In other words, investors are paying nearly $98,000 per Bitcoin to own MicroStrategy stock, when they could pay $56,665 to buy it directly on a crypto exchange. This premium makes no sense.

Second, CEO Michael Saylor financed his company’s purchases of Bitcoin through a variety of convertible debt offerings. While this strategy works wonders when Bitcoin is in a bull market, it is a terribly bad idea when the world’s largest cryptocurrency by market cap enters an extended bear market, which it has done on several occasions since its beginnings. MicroStrategy’s software business does not generate enough positive operating cash flow to service its debt.

The third issue to consider is that Saylor has tied his company’s future to a digital token and blockchain which, to be clear, are not special.

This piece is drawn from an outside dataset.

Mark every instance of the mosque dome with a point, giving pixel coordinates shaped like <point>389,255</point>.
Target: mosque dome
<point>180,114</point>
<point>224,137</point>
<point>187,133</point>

Bitcoin’s first-mover advantages have largely disappeared, with numerous blockchain-based payment networks outperforming it based on settlement time and transaction cost.

I’m not a fan of Bitcoin, which makes MicroStrategy an easy stock to avoid like the September plague. But even if you’re bullish on the world’s largest cryptocurrency, buying a stake in a heavily indebted and money-losing software company and paying a 73% premium for that stake compared to Bitcoin’s current price, is probably the worst possible way. to show your support.